Para Schopenhauer, viver “é um negócio que não dá para cobrir as despesas”. Tamanha é a ruína da vida que sua verdadeira finalidade seria a de nos livrarmos dela. As desgraças particulares são ou prefiguram-se exceções, mas a regra é a desgraça geral, que nos espreita como o lobo as ovelhas: qualquer uma pode sucumbir à sua voracidade. A natureza não se importa com a espécie humana e tanto se lhe dá que venha a ser vítima do mais cego dos acasos. E assim vão chegando e não menos do que assim vão-se distribuindo, aqui e acolá, os males que não têm remédio. O mundo é o “reino do acaso”, aflige-se Schopenhauer, e a fortuna do homem se decide como nos lances de um “jogo de dados”.

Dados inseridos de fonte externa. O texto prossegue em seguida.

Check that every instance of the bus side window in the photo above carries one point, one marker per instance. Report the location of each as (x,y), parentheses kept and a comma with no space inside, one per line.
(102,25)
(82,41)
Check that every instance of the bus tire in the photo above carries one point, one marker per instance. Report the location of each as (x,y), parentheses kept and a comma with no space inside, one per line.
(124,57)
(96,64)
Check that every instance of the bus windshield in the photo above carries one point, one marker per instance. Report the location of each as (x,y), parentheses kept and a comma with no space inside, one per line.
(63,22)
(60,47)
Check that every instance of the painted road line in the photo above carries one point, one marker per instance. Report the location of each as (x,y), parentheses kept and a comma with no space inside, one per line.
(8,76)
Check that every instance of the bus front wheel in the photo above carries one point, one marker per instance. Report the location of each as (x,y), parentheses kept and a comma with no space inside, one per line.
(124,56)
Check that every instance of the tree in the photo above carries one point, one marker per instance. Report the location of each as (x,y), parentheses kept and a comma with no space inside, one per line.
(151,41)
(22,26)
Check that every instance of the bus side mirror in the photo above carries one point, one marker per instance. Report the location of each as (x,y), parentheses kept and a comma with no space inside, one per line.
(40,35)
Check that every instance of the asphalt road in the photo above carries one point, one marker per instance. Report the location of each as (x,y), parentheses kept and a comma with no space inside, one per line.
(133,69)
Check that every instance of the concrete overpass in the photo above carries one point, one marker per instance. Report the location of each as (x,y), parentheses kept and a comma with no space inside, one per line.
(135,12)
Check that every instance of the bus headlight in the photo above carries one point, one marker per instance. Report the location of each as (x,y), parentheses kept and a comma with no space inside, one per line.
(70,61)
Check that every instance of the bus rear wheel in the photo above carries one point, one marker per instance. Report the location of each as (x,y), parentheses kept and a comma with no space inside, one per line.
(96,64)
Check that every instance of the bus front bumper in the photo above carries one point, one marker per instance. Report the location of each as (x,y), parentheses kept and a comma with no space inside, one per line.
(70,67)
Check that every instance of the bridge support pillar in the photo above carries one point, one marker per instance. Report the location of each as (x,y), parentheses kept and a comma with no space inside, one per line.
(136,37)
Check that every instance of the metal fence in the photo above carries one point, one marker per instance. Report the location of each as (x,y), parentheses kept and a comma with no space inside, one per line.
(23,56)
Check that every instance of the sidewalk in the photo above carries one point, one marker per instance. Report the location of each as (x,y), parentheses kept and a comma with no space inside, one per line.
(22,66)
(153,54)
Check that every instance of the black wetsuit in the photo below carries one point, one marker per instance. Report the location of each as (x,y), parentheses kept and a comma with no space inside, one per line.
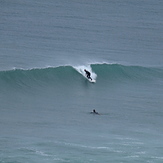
(88,74)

A aflição de Schopenhauer parece justificar-se em alguns passos da ciência moderna. Em 1927, Heisenberg formulou o Princípio da Incerteza, um dos fundamentos da Mecânica Quântica: quando uma partícula se desloca do repouso não sabemos que caminhos e para onde seguirá. Einstein, oito anos depois, acreditou ter derrubado esse princípio com o chamado Paradoxo EPR (Einstein-Podolski-Rosen): a trajetória da partícula está predeterminada no instante em que se desloca e o que nos impede de saber-lhe o destino é o desconhecimento de suas propriedades. A diferença entre a contestação einsteiniana e a teoria quân­tica foi expressada matematicamente em 1964, por John Bell, e este cálculo, a Desigual­dade de Bell, convalidado nos anos oitenta por um teste com partículas de luz, facultou a conclusão de que, provavelmente, os quânticos têm razão. É a primazia do acaso na enigmática sinergia do universo. A morte de um sol numa galáxia remota bem pode afetar um galho de limoeiro sob a janela, como supunha, em A cidade e as serras, o Jacintinho de Eça de Queiroz. Ou dizimar uma família.

Não há lugar para a divindade no Princípio da Incerteza, mas se Einsten — valendo-se, talvez deliberadamente, do tropo de Schopenhauer — afirmou que “Deus não joga dados”, pode-se dizer que, segundo os quânticos, joga, e apostando com os infelizes Franz Josef, Victor Hugo e Horacio Quiroga, certamente ele venceu. Outros o terão vencido, quem sabe. “Um nasce pra sofrer/enquanto o outro ri”, canta Tim Maia. E tu, que na mesa daquele bar lançaste os dados?

Sergio Faraco

Nasceu em Alegrete (RS), em 1940. É autor, entre outros, de Dançar tango em Porto AlegreRondas de escárnio e loucura e Lágrimas na chuva.